Confound and Destroy - 100 Group and the Bomber Support Campaign by Martin Streetly.
Macdonald and Jane's Publishers, 1978.


PILOT'S CHECK LIST.

Items 1 - 51 are external and internal checks of the aircraft.

Cockpit checks.
Item. Check.
52 Elevator Trimmer. Full and correct movement.
58 Boost Guages. Static reading.
68 Ignition switches. Off.
75 Navigation lights. Operation.
86 Radio. Test. Check altimeter setting with control.
89 Direction indicator. Set with magnetic compass.
Exercise and test the engines.


Checks before and during taxying.
Item. Check.
94 Taxying. As soon as possible test brakes.
Direction indicator for accuracy.
Artificial horizon for accuracy.
Temperatures and pressures.


Checks before take-off.
Item. Check.
95 Trim. Elevator: Slightly nose heavy.
Rudder: Slightly right.
Aileron: Neutral.
97 Rpm controllers. Maximum rpm position.
98 Fuel. Contents. Correct tanks selected.
99 Flaps. Up or 15° down
102 Direction indicator. Synchronised with magnetic compass.


Checks before landing.
Item. Check.
108 Fuel. Fullest tanks selected.
Reduce speed to 155 knots and check:
110 Undercarriage. Down and locked. Green lights on.
111 Rpm control levers. Set to give 2850 rpm.
Reduce speed to 130 knots.
112 Flaps. As required.


Checks after landing.
Item. Check.
113 Flaps. Up. Selector neutral.
115 Rpm control levers. Maximum rpm position.


On reaching dispersal.
Item. Check.
118 Ignition switches. Off.
122 Fuel Cocks. Off.



PART 1 - DESCRIPTIVE.

Introduction.

The Mosquito FB Mark 6 is a fighter-bomber aircraft and is powered by two Merlin 23 or 25 engines, driving three-bladed, Hydromatic propellers. There is provison for the alternative carriage of a long-range tank, a bomb or depth charge, or for the simultaneous carriage of R.P. and a 100-gallon drop tank under each wing. An internal bomb load can also be carried.

Fuel and oil systems.

1. Fuel Tanks.
Fuel is carried in four outer tanks, four inner wing tanks, and two centre tanks.

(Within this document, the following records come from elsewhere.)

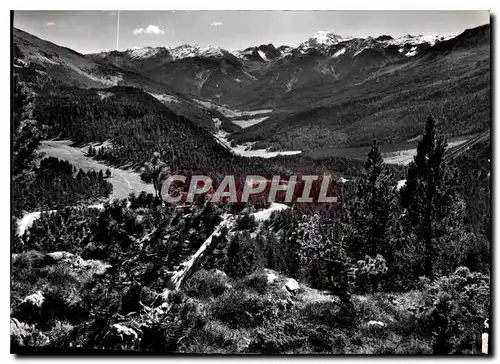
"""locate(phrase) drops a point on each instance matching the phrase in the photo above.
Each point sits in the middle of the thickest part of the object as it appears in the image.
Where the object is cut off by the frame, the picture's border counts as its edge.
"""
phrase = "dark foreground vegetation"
(386, 272)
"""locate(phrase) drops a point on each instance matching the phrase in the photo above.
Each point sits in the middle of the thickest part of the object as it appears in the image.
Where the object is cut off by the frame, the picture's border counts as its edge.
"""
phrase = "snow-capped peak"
(323, 38)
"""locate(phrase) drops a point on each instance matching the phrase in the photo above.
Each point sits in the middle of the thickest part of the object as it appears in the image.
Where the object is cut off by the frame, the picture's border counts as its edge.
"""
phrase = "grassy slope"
(453, 84)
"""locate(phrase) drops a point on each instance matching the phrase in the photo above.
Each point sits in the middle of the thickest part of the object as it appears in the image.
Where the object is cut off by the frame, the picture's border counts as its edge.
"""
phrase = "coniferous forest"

Fuel capacities are as follows:
Main supply. Centre tanks. 50 gallons.
Inner wing tanks. 286 gallons.
Outer tanks. 116 gallons.
Total. 452 gallons.


The fuel capacities are given in Imperial gallons. FS5 measures in US gallons so you will see larger numbers in the Engine and Fuel dialogs.
The auxilliary tanks in FS5 represent the Outer tanks (140 US gal) and the Main tanks represent the Mosquito's Main supply (406 US gal) for a total fuel capacity of 546 US gal.
In the real Mosquito you can switch between Main supply and Outer tanks but you cannot use both at the same time. While the Main supply can feed both engines the starboard outer tanks will only feed the starboard engine and the port tank the port engine.
If one engine fails fuel left in the corresponding outer tank cannot be used so the outer tanks should be emptied first.

Aircraft controls.

11. Flying controls.
The flying controls are conventional and the rudder pedals are adjustable for reach.

18. Flaps control and indicator.
Operation of the flaps is controlled by the lever marked F to the right of the undercarriage selector lever.

19. Wheel brakes.
The brakes control lever and parking catch are on the control column. Differential braking is afforded by means of a relay valve connected to the rudder pedals.

Engine controls

20. Throttle controls.
Normally the throttles can be pushed forward to the stops only. When the small catches on the levers are squeezed the throttles can be pushed fully forward. Merlin 25 engines give +12 lb/in² boost at the stop and +18 lb/in² when fully forward. Merlin 23 engines may still be fitted. They give +9lb/in² at the stops and +12 lb/in² at the fully forward position.

The MS Flight Simulator FB6 model has Merlin 23 engines. Unfortunately FS5 and Apollo's Flight Shop do not model supercharged engines. You will never see the manifold pressure increase beyond outside barometric pressure no matter how far forward you push the throttle. You will lose too much power at altitude and there is nothing I can do about it.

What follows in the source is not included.